Dihydrofolate reductase (DHFR) promoter activity was inhibited by SU9516 in Jurkat cells. (a) Jurkat cells were transiently transfected with a DHFR promoter–luciferase reporter plasmid or vacant vector for a luciferase assay. Relative luciferase activity: raw light units (RLU) in cell lysates per μg of protein.

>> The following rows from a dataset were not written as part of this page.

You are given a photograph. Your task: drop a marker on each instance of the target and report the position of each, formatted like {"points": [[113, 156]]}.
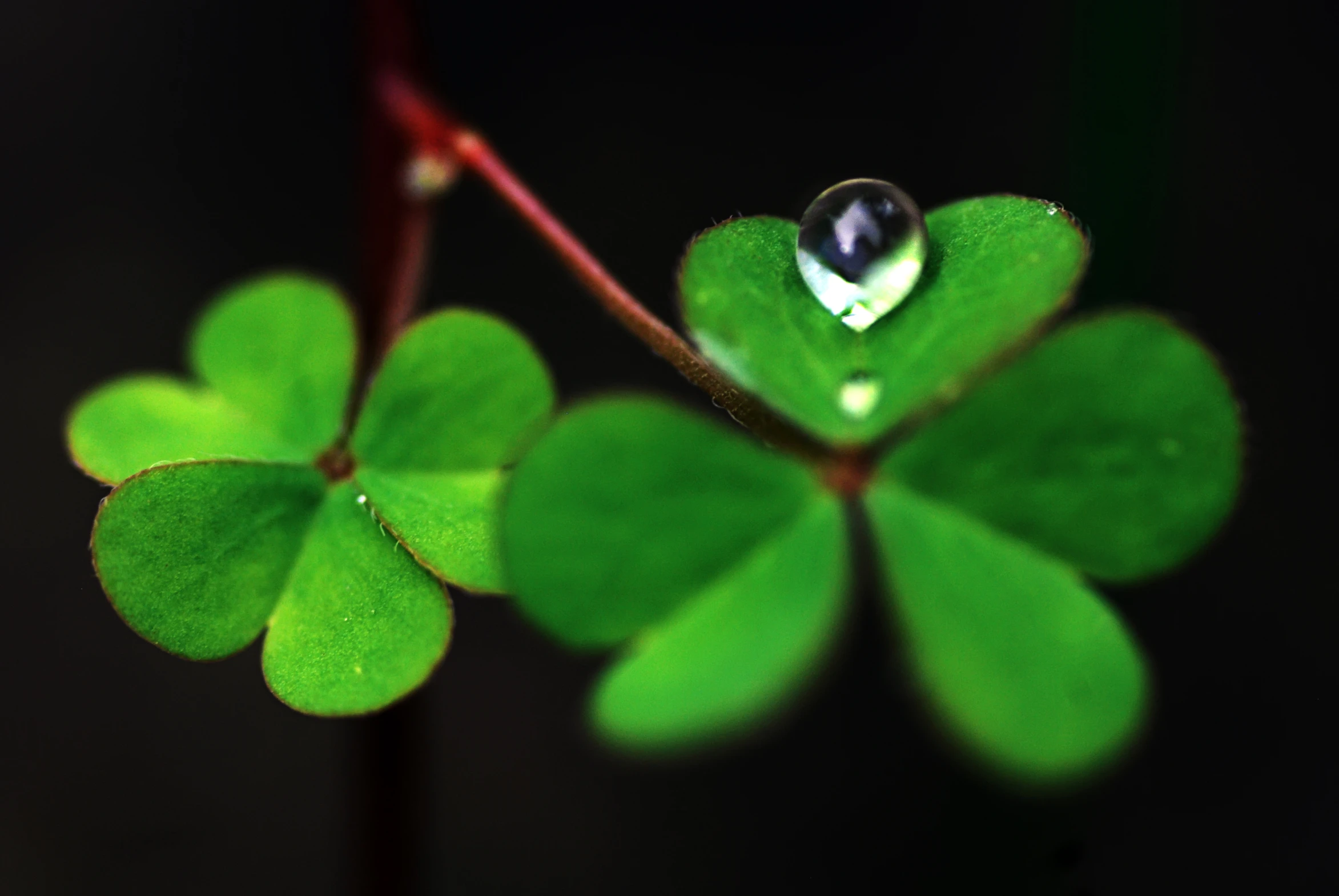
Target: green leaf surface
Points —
{"points": [[459, 391], [1115, 445], [998, 268], [359, 624], [628, 507], [195, 556], [449, 520], [137, 422], [1030, 668], [733, 656], [280, 349]]}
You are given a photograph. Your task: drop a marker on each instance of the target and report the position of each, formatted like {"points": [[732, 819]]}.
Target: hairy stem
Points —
{"points": [[437, 131]]}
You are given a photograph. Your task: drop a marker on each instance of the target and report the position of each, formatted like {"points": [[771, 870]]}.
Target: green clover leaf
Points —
{"points": [[238, 507], [719, 567]]}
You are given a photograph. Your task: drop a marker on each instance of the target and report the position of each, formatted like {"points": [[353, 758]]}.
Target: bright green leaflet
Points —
{"points": [[359, 624], [460, 395], [455, 519], [137, 422], [282, 349], [276, 357], [733, 656], [630, 507], [1115, 446], [1027, 665], [998, 268], [195, 556], [459, 391]]}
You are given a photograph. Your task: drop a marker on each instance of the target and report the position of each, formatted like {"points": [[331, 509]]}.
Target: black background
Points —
{"points": [[154, 150]]}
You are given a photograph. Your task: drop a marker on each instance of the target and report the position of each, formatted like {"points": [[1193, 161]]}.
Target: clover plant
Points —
{"points": [[1000, 471], [251, 501]]}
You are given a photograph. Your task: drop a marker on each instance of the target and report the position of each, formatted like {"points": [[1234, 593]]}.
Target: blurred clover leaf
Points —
{"points": [[996, 491], [246, 501]]}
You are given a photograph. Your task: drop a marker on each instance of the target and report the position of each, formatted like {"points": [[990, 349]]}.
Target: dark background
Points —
{"points": [[154, 150]]}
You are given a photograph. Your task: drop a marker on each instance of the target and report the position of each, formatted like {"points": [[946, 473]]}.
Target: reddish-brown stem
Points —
{"points": [[394, 232], [437, 131], [395, 223]]}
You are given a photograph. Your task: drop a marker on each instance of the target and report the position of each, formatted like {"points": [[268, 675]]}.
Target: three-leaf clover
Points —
{"points": [[248, 501], [1108, 451]]}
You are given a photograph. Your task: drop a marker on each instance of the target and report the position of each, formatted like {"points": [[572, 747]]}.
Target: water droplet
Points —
{"points": [[860, 394], [862, 249]]}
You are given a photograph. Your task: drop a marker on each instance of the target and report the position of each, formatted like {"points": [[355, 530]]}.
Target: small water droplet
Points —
{"points": [[862, 249], [860, 395]]}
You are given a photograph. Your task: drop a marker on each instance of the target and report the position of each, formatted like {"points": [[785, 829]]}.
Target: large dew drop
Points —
{"points": [[862, 249]]}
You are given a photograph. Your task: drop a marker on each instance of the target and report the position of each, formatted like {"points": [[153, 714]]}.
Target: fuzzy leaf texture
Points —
{"points": [[223, 527]]}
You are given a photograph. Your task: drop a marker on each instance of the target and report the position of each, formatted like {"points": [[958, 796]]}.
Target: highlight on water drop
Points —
{"points": [[862, 249], [860, 395]]}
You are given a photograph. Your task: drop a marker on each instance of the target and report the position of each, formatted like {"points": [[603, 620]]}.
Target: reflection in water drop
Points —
{"points": [[862, 249], [859, 395]]}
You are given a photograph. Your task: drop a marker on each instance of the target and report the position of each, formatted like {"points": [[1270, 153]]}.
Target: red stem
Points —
{"points": [[438, 133]]}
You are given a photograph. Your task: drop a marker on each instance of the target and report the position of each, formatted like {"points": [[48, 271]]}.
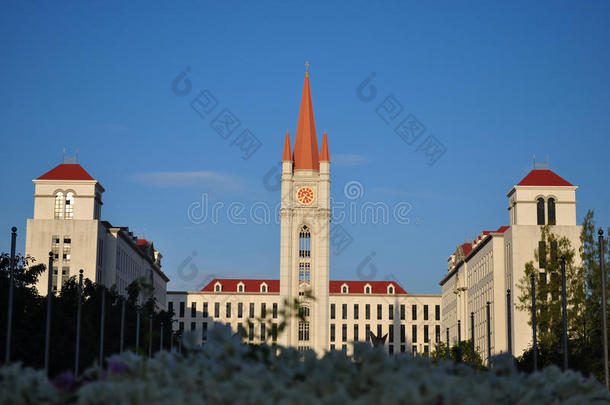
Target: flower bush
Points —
{"points": [[225, 370]]}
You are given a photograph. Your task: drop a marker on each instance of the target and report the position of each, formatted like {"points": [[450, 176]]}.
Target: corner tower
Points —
{"points": [[305, 222]]}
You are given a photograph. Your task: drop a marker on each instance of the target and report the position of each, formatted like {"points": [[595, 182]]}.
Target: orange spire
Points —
{"points": [[306, 143], [324, 152], [287, 156]]}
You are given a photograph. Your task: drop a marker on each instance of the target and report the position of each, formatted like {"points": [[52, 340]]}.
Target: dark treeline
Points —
{"points": [[29, 319]]}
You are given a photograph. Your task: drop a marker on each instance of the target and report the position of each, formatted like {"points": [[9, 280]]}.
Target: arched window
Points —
{"points": [[304, 272], [304, 242], [551, 211], [540, 210], [59, 205], [69, 205], [303, 324]]}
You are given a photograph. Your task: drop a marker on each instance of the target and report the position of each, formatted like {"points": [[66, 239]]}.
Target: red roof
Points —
{"points": [[334, 287], [67, 171], [543, 177]]}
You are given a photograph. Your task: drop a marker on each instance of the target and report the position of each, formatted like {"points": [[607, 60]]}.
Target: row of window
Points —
{"points": [[390, 333], [250, 335], [398, 311], [227, 314]]}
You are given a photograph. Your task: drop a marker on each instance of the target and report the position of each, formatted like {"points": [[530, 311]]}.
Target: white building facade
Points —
{"points": [[484, 269], [341, 312], [67, 222]]}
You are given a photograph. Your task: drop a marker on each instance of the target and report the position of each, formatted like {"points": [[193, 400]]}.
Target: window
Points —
{"points": [[303, 330], [59, 205], [551, 211], [540, 211], [541, 254], [304, 242], [304, 270], [69, 205]]}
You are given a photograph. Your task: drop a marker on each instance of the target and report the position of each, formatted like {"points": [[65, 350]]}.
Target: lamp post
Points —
{"points": [[534, 339], [564, 305], [78, 318], [602, 268], [11, 281], [47, 339]]}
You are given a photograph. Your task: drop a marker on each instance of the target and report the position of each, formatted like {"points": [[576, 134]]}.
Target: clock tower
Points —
{"points": [[305, 226]]}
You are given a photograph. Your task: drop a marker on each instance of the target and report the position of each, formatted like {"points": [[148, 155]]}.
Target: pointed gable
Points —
{"points": [[306, 142]]}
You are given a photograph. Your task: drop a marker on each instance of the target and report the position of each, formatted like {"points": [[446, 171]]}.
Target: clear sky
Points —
{"points": [[494, 83]]}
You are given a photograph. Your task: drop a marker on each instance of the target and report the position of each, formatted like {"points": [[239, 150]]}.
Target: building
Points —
{"points": [[484, 269], [342, 311], [67, 221]]}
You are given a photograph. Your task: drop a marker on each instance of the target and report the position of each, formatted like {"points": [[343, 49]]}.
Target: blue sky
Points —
{"points": [[494, 83]]}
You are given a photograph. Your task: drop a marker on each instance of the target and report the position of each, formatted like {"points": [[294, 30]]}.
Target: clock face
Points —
{"points": [[305, 195]]}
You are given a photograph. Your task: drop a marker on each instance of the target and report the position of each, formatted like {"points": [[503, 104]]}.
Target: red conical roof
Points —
{"points": [[324, 152], [306, 143], [67, 171], [287, 156]]}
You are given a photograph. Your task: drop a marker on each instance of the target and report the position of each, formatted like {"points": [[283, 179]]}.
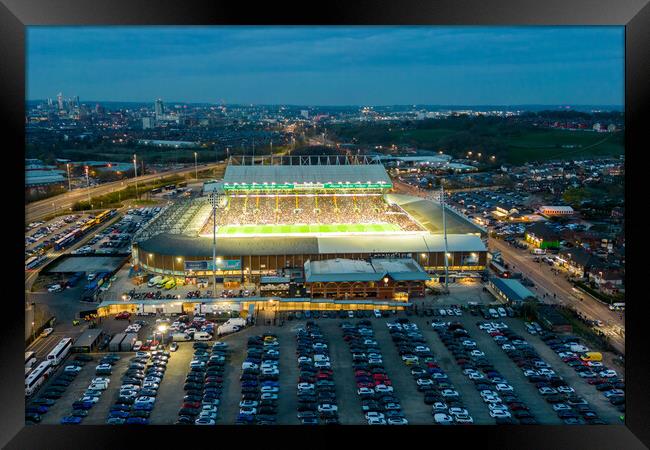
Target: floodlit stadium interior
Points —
{"points": [[276, 220]]}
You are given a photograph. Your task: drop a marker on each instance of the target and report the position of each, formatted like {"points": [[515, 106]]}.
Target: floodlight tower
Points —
{"points": [[213, 200], [444, 228]]}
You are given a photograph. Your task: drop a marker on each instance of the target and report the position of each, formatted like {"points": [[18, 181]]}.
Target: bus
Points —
{"points": [[30, 359], [60, 351], [501, 271], [34, 262], [37, 377]]}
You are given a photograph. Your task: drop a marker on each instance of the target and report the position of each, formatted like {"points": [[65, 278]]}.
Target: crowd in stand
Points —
{"points": [[320, 209]]}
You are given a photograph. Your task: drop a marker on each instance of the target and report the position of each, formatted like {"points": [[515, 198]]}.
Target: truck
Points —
{"points": [[128, 342], [181, 337], [202, 336], [114, 345], [592, 356], [145, 309], [577, 348], [154, 281]]}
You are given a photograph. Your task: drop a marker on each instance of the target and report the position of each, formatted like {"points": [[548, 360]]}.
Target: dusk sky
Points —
{"points": [[330, 65]]}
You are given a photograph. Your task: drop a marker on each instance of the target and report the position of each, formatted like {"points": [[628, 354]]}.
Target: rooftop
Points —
{"points": [[513, 289], [403, 269], [373, 175], [180, 245]]}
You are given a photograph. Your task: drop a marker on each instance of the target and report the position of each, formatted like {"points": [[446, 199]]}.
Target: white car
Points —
{"points": [[46, 332], [374, 415], [463, 419], [443, 419], [383, 388], [608, 373], [248, 404], [565, 389], [374, 421], [327, 407]]}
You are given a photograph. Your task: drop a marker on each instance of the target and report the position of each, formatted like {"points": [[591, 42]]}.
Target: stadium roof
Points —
{"points": [[331, 270], [512, 289], [181, 245], [429, 214], [307, 174]]}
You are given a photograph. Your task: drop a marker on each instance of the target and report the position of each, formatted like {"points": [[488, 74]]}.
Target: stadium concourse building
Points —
{"points": [[275, 219]]}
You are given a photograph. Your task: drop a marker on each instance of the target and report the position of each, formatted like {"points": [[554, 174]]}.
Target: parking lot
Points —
{"points": [[171, 390]]}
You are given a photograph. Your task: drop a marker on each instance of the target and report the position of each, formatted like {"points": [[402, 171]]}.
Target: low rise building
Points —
{"points": [[556, 210], [541, 236], [510, 290], [380, 278]]}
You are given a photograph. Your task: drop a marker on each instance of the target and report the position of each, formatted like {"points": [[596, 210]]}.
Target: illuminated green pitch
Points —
{"points": [[309, 228]]}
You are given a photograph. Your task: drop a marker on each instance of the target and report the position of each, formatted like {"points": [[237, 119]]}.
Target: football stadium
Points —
{"points": [[335, 227]]}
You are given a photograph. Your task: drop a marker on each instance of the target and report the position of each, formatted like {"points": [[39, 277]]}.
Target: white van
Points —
{"points": [[180, 337], [155, 280], [202, 336]]}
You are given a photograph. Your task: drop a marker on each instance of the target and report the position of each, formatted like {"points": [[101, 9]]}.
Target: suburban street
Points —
{"points": [[37, 210], [547, 282]]}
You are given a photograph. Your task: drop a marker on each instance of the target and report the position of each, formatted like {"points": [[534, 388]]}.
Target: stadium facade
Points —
{"points": [[274, 218]]}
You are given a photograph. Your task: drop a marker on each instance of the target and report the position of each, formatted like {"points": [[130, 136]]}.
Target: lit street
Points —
{"points": [[547, 282]]}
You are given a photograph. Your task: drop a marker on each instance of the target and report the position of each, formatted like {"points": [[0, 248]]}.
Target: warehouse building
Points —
{"points": [[510, 290], [381, 278]]}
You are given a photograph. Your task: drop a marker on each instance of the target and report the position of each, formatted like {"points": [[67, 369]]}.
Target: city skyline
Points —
{"points": [[330, 66]]}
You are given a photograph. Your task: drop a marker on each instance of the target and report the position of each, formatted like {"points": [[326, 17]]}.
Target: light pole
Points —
{"points": [[213, 198], [135, 168], [87, 184], [67, 166]]}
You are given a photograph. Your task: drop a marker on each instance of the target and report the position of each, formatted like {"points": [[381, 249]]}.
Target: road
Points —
{"points": [[38, 210], [549, 283]]}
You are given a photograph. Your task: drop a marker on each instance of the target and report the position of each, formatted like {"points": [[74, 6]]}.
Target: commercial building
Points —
{"points": [[270, 218], [381, 278], [556, 210], [541, 236], [577, 260], [510, 290]]}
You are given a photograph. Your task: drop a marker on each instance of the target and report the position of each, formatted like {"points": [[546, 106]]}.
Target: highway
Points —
{"points": [[547, 282], [43, 208]]}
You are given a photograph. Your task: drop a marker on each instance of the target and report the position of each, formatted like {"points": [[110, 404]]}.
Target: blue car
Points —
{"points": [[71, 420], [137, 421], [143, 406]]}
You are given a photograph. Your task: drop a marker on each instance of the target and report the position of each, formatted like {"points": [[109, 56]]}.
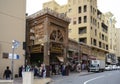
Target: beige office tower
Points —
{"points": [[118, 43], [88, 25], [12, 27]]}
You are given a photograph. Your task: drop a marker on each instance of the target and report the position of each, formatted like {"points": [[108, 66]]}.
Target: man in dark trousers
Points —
{"points": [[7, 73]]}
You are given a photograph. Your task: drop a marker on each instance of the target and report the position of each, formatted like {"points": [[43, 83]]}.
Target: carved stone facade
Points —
{"points": [[47, 37]]}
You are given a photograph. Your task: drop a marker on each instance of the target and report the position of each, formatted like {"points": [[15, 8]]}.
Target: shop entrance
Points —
{"points": [[36, 58]]}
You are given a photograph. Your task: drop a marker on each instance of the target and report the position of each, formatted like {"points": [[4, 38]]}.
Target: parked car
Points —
{"points": [[108, 67], [114, 67]]}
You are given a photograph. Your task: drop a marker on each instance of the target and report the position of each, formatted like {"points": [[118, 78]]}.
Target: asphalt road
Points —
{"points": [[107, 77]]}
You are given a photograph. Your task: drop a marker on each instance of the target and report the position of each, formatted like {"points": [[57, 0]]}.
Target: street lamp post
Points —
{"points": [[15, 44]]}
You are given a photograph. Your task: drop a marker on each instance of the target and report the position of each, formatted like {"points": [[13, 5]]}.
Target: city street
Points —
{"points": [[107, 77]]}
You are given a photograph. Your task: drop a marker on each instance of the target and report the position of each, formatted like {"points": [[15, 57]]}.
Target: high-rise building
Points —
{"points": [[12, 27]]}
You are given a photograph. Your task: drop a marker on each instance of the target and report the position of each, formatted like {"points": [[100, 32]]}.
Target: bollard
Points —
{"points": [[28, 77]]}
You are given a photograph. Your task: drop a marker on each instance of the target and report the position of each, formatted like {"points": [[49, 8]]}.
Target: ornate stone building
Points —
{"points": [[47, 37]]}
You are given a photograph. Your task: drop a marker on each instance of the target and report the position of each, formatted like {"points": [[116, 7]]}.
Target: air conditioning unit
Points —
{"points": [[32, 38]]}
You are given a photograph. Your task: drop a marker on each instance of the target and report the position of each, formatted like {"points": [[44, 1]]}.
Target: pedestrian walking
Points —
{"points": [[7, 73]]}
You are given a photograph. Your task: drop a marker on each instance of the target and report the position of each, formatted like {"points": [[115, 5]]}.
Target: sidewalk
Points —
{"points": [[36, 80], [52, 78]]}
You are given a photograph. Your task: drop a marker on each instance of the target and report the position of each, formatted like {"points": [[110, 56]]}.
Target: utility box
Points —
{"points": [[28, 77]]}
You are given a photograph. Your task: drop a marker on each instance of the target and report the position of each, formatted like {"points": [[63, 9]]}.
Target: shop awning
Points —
{"points": [[92, 58], [61, 59]]}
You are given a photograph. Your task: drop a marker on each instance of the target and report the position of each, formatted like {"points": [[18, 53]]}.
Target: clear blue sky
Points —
{"points": [[103, 5]]}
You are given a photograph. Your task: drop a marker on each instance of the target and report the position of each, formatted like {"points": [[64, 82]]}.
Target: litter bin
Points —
{"points": [[28, 77]]}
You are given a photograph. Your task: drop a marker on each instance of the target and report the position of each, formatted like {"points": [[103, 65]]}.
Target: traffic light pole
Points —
{"points": [[12, 63]]}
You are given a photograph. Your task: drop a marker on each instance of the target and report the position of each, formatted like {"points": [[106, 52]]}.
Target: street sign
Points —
{"points": [[15, 44], [15, 56]]}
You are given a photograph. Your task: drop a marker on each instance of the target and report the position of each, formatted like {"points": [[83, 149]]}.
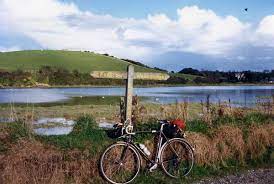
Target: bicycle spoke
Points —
{"points": [[120, 164]]}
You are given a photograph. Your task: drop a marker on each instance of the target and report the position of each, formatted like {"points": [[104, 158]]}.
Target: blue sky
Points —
{"points": [[173, 34], [141, 8]]}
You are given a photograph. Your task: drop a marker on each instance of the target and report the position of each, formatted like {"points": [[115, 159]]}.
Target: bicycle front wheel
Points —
{"points": [[177, 158], [120, 163]]}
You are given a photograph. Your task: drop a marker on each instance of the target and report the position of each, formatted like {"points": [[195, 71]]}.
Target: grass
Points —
{"points": [[78, 152], [84, 62]]}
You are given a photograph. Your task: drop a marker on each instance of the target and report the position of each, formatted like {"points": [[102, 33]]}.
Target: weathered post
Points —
{"points": [[129, 93], [129, 75]]}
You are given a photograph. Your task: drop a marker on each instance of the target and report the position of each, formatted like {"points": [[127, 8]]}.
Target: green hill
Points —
{"points": [[84, 62]]}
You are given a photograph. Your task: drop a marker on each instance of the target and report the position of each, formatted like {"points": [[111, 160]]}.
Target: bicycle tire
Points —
{"points": [[134, 157], [167, 149]]}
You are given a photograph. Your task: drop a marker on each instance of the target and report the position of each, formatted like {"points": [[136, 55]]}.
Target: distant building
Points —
{"points": [[240, 76]]}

Data are presented as means ± SD (n = 3; *P < 0.05, **P < 0.01). (b) Jurkat cells were transiently transfected with a vacant vector or a DHFR promoter–luciferase reporter plasmid with a wild‐type (□) or mutant E2F site () for a luciferase assay. Relative luciferase activity: RLU in cell lysates per μg of protein. The data are presented as a percentage compared to the control, and the bars show SDs (*P < 0.05, **P < 0.01).

SU9516 enhanced sensitivity to MTX in Jurkat cells. Next, to assess whether the repression of DHFR expression by the CDK inhibitor contributes to the enhancement of sensitivity to MTX in Jurkat cells, we investigated the sensitivity to MTX in vitro by conducting a colony formation assay after the treatment with DMSO or SU9516. As shown in Figure 5(a), MTX inhibited the growth of colonies pretreated with SU9516 more strongly than that of colonies pretreated with DMSO. Pretreatment of SU9516 significantly enhanced sensitivity to MTX at a concentration of 0.1 μM MTX or more (*P <0.05, **P <0.01).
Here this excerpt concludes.